May 16 is the polling day and Mr Chandy is discrete lest his charity should ruffle poll observers, who keep tabs on dole-outs. Daveedputhra Charitable Society, run by his family, distributes an average Rs 50 lakh to the needy each year. He has a reputation, but will it ensure a hat-trick this time as the NCP nominee?
Mr Chandy had achieved the near-impossible when he trounced Dr K C Joseph (Kerala Congress-M) in 2006 and held on to the feat in 2011. But 2016 is a different scene. Prof Subash Vasu, the general secretary of Bharat Dharma Jana Sena, poses a formidable challenge as the Ezhava community accounts for 51,000 out of the total electorate of 160,851.
Says Prof Vasu: “This is our prestige contest. Prime Minister Narendra Modi is addressing an election campaign rally at St Aloysius School grounds at Edathua on May 8. This shows how the National Democratic Alliance has invested in this seat. I am sure of tipping the scale against the sitting MLA, whose margin of victory was a little over 8,000”.
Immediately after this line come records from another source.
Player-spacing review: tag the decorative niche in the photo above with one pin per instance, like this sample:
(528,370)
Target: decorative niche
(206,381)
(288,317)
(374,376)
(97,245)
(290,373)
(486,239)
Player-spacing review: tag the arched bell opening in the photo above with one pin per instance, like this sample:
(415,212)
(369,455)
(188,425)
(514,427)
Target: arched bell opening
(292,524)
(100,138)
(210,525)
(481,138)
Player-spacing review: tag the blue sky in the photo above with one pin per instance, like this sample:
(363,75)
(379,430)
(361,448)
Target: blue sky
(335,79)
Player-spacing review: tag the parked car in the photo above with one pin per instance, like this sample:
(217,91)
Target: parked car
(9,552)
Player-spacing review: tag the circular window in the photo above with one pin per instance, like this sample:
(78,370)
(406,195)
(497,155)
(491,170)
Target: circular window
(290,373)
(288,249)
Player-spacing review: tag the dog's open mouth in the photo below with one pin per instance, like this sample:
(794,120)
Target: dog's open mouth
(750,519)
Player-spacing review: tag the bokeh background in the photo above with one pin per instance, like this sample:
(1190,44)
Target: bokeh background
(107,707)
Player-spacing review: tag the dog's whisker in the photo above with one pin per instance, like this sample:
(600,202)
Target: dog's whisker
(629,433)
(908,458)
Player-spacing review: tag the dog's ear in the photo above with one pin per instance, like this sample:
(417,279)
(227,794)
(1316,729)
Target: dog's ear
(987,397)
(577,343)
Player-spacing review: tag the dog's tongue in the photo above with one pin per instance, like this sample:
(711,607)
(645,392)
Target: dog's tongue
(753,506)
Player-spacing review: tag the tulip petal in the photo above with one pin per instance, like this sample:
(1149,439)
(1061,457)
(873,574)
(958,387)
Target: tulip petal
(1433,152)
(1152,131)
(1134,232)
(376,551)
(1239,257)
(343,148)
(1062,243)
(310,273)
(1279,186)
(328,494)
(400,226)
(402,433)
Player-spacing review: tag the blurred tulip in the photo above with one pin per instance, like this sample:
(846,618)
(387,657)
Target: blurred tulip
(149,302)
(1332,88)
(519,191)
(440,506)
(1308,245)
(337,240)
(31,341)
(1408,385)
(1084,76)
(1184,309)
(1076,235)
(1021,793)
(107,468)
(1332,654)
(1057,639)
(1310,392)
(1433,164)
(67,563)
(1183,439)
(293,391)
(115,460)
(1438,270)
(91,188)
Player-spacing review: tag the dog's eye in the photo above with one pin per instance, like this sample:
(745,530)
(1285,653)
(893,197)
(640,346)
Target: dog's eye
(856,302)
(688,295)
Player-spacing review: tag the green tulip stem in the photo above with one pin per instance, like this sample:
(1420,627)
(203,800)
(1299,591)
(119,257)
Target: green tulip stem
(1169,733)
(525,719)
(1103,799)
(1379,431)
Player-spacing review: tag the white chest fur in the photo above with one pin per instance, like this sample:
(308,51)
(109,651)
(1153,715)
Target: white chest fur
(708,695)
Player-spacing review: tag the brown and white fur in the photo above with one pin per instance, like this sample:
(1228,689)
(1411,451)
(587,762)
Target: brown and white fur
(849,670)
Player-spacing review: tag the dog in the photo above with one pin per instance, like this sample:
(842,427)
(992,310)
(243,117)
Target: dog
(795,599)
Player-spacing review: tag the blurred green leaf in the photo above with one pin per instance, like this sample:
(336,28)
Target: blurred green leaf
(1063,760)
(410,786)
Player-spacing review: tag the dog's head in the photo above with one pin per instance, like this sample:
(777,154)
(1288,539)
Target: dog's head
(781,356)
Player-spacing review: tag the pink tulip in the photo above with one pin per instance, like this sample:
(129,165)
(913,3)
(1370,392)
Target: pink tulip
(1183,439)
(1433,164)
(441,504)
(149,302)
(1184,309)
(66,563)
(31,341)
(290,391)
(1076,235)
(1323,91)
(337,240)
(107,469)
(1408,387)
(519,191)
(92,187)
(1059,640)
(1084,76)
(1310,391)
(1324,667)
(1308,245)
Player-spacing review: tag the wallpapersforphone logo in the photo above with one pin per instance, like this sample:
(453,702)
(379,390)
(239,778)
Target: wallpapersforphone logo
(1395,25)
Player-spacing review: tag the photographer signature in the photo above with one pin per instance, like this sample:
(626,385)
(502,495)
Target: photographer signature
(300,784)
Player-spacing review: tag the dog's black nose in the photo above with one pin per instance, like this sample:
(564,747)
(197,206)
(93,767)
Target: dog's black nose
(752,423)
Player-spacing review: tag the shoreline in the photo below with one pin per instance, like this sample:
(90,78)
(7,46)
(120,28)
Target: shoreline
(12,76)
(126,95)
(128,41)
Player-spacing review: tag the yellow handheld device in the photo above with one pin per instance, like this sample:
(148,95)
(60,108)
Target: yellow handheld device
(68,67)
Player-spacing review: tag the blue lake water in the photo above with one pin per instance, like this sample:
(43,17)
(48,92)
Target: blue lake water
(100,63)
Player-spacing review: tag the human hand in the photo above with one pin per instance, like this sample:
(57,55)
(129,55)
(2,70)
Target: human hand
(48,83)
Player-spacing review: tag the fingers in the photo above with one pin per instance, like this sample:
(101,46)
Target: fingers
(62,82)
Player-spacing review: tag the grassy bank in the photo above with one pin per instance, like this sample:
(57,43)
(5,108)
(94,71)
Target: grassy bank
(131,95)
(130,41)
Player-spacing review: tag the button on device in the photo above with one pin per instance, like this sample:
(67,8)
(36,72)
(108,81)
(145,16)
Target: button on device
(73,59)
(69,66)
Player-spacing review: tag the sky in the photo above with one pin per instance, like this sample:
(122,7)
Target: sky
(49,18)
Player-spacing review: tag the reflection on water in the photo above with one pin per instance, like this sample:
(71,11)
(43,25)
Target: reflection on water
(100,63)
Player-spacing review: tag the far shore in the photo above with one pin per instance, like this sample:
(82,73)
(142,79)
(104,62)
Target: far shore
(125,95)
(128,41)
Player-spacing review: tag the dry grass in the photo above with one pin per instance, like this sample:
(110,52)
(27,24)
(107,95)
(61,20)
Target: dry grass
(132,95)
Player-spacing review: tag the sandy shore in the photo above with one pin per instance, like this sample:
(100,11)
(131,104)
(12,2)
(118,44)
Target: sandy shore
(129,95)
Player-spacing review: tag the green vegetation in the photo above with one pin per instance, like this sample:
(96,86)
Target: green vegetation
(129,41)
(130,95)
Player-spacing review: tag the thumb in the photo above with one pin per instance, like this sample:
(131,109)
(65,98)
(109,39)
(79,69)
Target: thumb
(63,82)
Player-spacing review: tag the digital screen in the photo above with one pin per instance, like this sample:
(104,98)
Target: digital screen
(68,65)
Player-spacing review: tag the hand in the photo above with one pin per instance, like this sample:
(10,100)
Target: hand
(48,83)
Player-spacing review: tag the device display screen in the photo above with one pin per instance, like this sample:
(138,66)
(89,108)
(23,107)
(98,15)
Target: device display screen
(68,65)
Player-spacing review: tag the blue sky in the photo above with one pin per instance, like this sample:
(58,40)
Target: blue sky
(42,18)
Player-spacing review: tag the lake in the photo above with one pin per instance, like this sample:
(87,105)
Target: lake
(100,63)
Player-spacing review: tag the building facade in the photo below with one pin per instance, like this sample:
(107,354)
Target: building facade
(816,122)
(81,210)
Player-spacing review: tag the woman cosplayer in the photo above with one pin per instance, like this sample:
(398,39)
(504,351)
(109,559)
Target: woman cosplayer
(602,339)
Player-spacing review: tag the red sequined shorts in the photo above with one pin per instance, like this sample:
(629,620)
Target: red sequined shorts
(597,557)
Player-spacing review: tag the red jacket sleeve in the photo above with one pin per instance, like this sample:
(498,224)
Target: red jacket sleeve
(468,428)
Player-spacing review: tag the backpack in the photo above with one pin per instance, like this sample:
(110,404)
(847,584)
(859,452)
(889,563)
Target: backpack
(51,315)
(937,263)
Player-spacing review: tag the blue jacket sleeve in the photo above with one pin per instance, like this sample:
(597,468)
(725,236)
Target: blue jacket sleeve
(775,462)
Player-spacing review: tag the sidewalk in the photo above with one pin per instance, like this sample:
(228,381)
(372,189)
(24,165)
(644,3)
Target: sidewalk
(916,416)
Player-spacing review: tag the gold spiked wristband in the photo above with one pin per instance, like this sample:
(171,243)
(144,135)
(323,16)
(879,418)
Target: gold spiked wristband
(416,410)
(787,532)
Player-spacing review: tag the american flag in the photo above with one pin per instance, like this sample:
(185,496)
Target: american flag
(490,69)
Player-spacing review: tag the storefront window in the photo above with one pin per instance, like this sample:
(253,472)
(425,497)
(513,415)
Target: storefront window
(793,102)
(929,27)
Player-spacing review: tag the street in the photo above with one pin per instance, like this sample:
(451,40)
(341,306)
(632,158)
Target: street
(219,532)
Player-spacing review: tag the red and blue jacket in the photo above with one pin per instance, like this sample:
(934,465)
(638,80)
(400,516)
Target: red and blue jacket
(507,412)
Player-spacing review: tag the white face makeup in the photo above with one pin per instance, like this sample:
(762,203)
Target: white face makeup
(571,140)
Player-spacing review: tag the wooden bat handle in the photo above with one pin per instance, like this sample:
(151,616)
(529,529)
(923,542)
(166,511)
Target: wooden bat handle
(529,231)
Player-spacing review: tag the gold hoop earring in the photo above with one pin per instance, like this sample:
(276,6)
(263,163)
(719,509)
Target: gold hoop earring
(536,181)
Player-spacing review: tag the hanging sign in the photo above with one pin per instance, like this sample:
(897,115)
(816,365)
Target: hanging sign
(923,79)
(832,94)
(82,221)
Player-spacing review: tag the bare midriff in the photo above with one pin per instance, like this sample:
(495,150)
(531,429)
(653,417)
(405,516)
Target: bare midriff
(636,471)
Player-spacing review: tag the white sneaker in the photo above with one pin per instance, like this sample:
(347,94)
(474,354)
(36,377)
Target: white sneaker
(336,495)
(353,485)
The Ezhava vote is the X factor in Assembly segments from Ernakulam to Thiruvannanthapuram. Given the strong base of both the LDF and the UDF, the NDA may not be able to notch up enough numbers to win. But BDJS would determine the winner.
Already, the LDF camp is unnerved by the BDJS campaign, targeted at the pro-Left members of the community. The BDJS has made inroads in Kuttanadu, which is arguably one of the worst constituencies in terms of deprivation and a fertile ground for poaching by the new pro-Ezhava party.
The major complaint is that despite Mr Chandy’s beneficence, the below-sea-level Kuttanadu is still in the grip of the paradox of water scarcity, though surrounded by water. Prof Vasu and the UDF candidate, Mr Jacob Abraham (KC-M), accuse Mr Chandy of ignoring real issues and gloating on charity. Mr Chandy attributes the major problem of drinking water shortage to perpetual issues rather than any of his own making.
“We have completed door-to-door campaign, covering as many as 13,000 families. We hope to relegate Mr Chandy to the third place this time”, says Mr M T Purushothaman, BDJS leader and secretary of Kuttanad SNDP Union.
Mr Binu, who lives at Pandarakulam, says the Ezhava erosion in the Left camp would benefit UDF’s Mr Abraham.
But Mr Chandy reckons that the BDJS would annex a maximum 8,000 votes and he could still keep his stakes intact because Kerala Congress (Democratic) has clout here and its support would offset the impact of the BDJS factor. But that is a dismal scenario because margins are too narrow even by Mr Chandy’s own calculations.